Born 1944. I was introduced to cryptics, mainly the Telegraph, in the sixth form, as a group effort. This continued through college (physics), and after, but more sporadically after I moved to the US forty years ago. Now I am semi-retired from programming - I drive school buses - I have time to troll the internet for crosswords to my heart's content. I regularly do the Guardian, Independent FT and Private Eye. Despite rather regular entries to Private Eye and the Guardian Genius, the nearest I have come to winning anything was on a book publishers' website, a crossword compiled by Eddie James, I think. As the prizes included a bottle of Champagne, to avoid customs problems, I entered in my brother-in-law's name. He was somewhat surprised to win.

I learned to do crosswords from my parents, who also introduced me to choral singing and classical languages (they met in a choir while studying Classics / History at university). Perhaps not the most obvious background for an Engineering degree, but the language and problem-solving skills turned out to be useful for working as a technical author in the software industry. Meanwhile all the fun stuff (sewing, cooking and various crafts as well as the singing) gradually took over more of my time . . . so eventually I decided that 30 years’ working life was enough. I now do a range of different volunteer tasks and need a good diary to keep track of it all. As they say: once you retire, you wonder how you ever found time to go to work.

I have been doing The Listener crossword on and off (mainly off) since I was about 16. I am now slightly older, and finally have a lot of time on my hands to devote to this beauty and others like it. In its honour, I created the Crossword Database, which you can get to from the Fifteensquared Links page. I try and complete The Listener, Inquisitor and Enigmatic Variations every week, with about a 90% success rate (which translates into a 0.1% prize rate). I treat all these puzzles like treasure hunts where, well not to put too fine a point on it, anything goes in trying to get to the elusive pot of gold … except of course asking someone else. I have no qualms about using Bradford's or Chambers Crossword Dictionaries or about Googling whatever seems appropriate.
On the non-crosswording front I play golf and tinker with computery stuff. I grew up with William Hartnell's Doctor Who and Monty Python, but feel at home in the 21st century with Matt Smith's Doctor, Little Britain and the League of Gentlemen.

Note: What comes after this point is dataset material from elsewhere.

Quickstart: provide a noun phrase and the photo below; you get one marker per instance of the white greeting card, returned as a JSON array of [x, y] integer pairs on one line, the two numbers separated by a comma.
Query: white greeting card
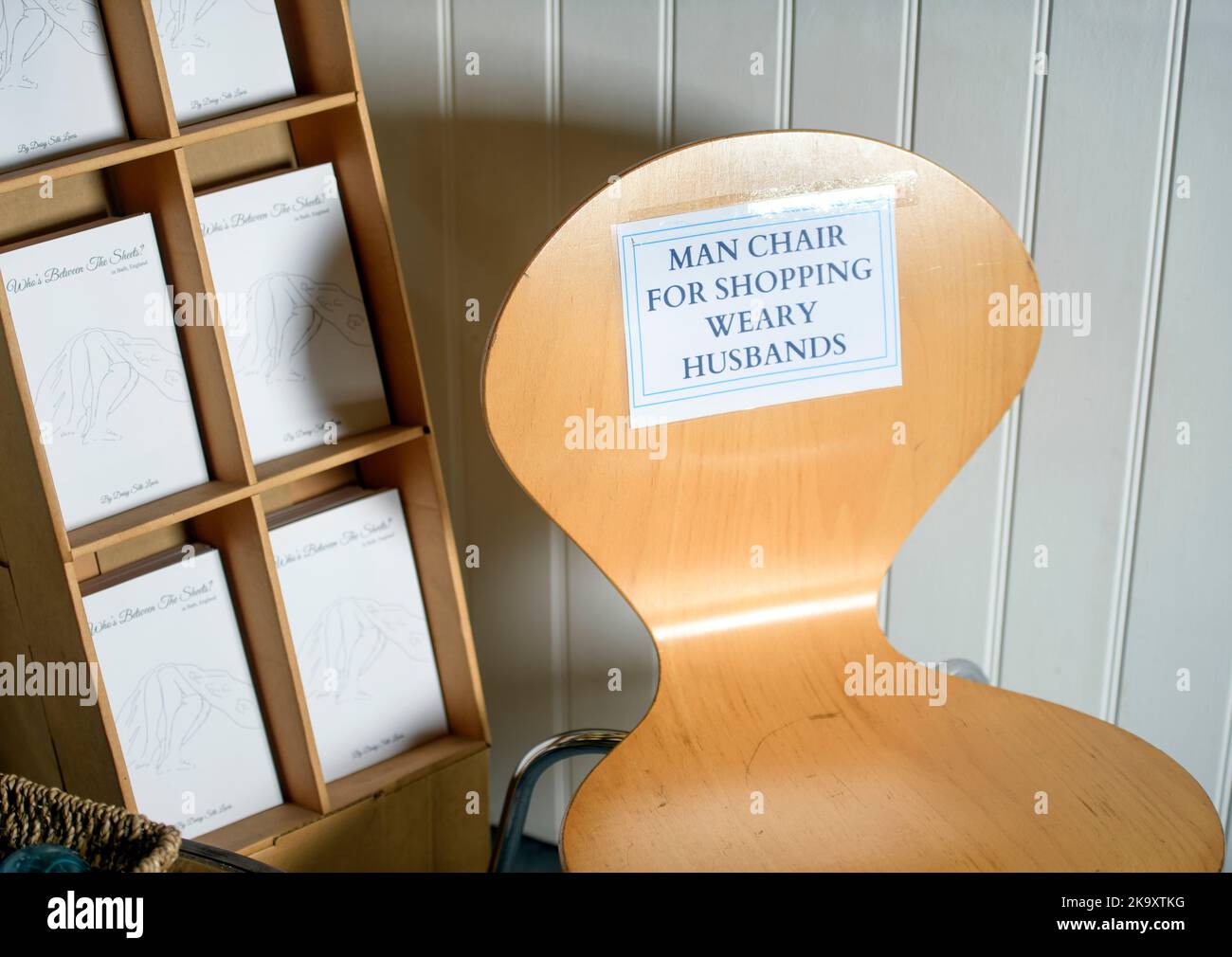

Age 58 - Been doing cryptic crosswords since the early 1980's, started with the Sunday Times and then enjoyed them on a daily basis when the independent was launched. Over several years managed to get the hang of all the original Indie setters.
Started attempting the Indie magazine crossword in the early nineties - took me a while to complete one, though - the use of all the squares luring the solver into thinking that its easier than it really is. Continued through the nineties and into this century with the Indie and the odd foray into the murkier world of the Listener - with little success, other than the numerical ones.
Spent the last year or so concentrating on the thematics - can now complete most Listeners (tend to limit myself to a starting day and a having slept on it day, if needed), the high 90%'s of the Inquisitor (still my favourite) and Enigmatic Variations. Still have a daily fix of the Indie or Guardian and am pleased to see more and more themes used in the daily puzzles.
One day hope to author some puzzles myself, though must admit to being in awe of the precise clueing of the top compilers.

Regular blogger for the FT Sunday News and World puzzles.
I've been interested in all kinds of puzzles from an early age but didn't become a regular cryptic crossword solver until the early 2000s, when the Guardian cryptic was a way to help pass the long daily train commute. In 2008, searching the internet for assistance with a tricky puzzle, I came across fifteensquared. Learnt a lot from the blogs over the following years and eventually became a competent solver. Joined the blogging crew in 2023 - also made my debut the same year as a setter in the Indy under the alias Salty.